Cardiovascular risk and RA

It is well established that patients with RA have an increased risk of cardiovascular disease (CVD), including heart attacks and strokes. A number of guidelines on the management of RA recommend screening for CVD risk.   


Guidelines in RA / Cardiovascular Risk 

Guidelines in RA / Cardiovascular Risk

NRAS founder Ailsa interviews Professor of Rheumatology about RA guidelines and cardiovascular risk.

During the 2nd Excellence in Rheumatology Conference in Madrid at the end of January 2012, NRAS founder and then CEO Ailsa interviewed Professor of Rheumatology, Ian Bruce (MD FRCP) about questions raised during the patient workshops (about implementation of guidelines and cardiovascular risk) which ran concurrently with the scientific programme and which were organised by NRAS, Lupus UK and the patient organisation in the Netherlands. 

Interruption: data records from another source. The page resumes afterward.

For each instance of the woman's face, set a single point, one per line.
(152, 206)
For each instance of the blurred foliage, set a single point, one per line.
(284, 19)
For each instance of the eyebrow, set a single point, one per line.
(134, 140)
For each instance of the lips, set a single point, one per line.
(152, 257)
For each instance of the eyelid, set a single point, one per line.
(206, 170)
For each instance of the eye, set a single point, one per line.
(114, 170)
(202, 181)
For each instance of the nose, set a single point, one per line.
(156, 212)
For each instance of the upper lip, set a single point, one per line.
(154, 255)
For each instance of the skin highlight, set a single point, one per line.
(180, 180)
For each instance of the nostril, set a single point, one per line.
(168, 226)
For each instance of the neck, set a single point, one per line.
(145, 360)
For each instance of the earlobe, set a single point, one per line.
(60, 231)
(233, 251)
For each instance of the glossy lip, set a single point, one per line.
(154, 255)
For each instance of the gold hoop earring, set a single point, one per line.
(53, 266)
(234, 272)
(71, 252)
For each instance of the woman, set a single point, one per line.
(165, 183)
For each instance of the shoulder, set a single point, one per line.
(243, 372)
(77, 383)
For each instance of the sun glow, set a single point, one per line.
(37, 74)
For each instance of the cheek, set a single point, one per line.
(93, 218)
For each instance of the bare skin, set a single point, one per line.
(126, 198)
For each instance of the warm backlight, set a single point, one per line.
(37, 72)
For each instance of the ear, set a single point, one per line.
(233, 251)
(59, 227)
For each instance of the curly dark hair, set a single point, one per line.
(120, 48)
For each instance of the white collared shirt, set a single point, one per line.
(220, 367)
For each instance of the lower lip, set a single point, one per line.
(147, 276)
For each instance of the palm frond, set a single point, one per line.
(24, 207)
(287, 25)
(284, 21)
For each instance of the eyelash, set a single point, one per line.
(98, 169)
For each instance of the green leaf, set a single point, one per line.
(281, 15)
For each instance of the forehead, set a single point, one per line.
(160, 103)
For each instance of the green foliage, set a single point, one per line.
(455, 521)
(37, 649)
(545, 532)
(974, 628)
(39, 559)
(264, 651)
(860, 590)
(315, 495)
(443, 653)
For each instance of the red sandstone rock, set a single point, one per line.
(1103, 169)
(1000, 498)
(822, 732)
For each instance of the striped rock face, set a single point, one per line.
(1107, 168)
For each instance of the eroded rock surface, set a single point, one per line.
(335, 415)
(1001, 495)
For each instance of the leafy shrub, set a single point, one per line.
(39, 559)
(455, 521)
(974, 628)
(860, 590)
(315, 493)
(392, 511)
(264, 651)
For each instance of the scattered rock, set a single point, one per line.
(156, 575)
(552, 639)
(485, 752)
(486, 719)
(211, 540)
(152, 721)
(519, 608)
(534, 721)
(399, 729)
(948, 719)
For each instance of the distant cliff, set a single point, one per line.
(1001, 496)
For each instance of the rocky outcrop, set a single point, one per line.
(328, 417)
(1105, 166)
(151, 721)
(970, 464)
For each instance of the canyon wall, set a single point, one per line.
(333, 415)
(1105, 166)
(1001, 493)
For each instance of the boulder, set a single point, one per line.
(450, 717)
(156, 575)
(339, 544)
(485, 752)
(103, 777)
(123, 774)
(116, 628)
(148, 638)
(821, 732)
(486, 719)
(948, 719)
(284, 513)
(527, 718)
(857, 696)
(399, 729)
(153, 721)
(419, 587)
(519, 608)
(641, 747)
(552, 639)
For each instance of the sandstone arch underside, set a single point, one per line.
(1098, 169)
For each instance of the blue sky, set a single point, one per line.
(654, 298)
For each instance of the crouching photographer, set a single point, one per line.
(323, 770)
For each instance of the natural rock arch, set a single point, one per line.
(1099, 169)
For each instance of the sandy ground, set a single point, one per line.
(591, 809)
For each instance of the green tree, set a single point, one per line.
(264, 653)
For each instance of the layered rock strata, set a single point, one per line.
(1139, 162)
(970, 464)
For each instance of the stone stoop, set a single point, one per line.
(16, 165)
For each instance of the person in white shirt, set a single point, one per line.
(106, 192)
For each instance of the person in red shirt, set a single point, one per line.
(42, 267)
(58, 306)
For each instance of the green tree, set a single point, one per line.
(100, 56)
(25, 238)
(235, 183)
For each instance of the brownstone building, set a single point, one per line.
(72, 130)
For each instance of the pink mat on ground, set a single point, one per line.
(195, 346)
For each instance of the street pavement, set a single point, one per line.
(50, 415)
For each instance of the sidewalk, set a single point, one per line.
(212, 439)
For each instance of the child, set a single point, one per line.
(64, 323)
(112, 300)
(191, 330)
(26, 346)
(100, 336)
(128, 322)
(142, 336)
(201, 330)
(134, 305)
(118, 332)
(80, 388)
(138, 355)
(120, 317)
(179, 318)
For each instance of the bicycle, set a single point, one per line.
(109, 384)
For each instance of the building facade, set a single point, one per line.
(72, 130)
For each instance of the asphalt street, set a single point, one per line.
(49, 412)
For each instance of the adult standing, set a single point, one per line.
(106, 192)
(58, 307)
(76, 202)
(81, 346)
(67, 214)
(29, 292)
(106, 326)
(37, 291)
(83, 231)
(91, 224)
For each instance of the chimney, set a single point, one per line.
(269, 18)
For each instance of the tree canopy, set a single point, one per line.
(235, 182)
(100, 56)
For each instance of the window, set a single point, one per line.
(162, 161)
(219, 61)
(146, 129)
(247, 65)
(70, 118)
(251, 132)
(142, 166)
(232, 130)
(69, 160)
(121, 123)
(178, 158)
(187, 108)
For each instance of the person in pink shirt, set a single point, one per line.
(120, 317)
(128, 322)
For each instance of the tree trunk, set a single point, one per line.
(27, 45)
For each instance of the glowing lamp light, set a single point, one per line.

Cardiovascular risks in rheumatoid arthritis – A missed opportunity in primary care 

Taken from NRAS magazine: Autumn 2012 

It is well established that patients with rheumatoid arthritis (RA) have an increased risk of cardiovascular disease (CVD), including heart attacks and strokes. A number of guidelines on the management of RA recommend screening for CVD risk in patients with this disease. 
Screening for CVD risk in the general population is normally the remit of GPs, and there are well-known procedures used to measure known risk factors such as high blood pressure, raised cholesterol, diabetes and obesity. 
The primary care centre of Arthritis Research UK at Keele University recently performed a study which looked at the screening of CVD risk in rheumatoid patients in primary care. They used two regional primary care databases to look at consultations in patients with a diagnosis of RA compared with a control group of patients without RA and looked at the recording of known risk factors. 401 rheumatoid patients were identified. The findings showed that there was no difference between the two groups in the rate of screening of blood pressure, weight, cholesterol and blood sugar and only a slight increase in smoking status. Only 25% in both groups had a full CVD screen. 
This study shows that the increased CVD risk in rheumatoid patients is not being translated into increased CVD screening in primary care. There are two possible solutions. One is that rheumatology units inform GPs on the need for CVD screening or they undertake the screening themselves and inform the GPs on the need for treatment. It would help everyone if current CVD risk procedures in primary care included RA in the same way as it does for diseases like diabetes. 
NRAS Comment – If this study is representative of other primary care services, then patients with RA need to ensure that they are being assessed for CVD risk by someone and clarify with their GP or rheumatology team who should be responsible for this. 

The use of assessment tools to decide upon your risk of cardiovascular disease (CVD) 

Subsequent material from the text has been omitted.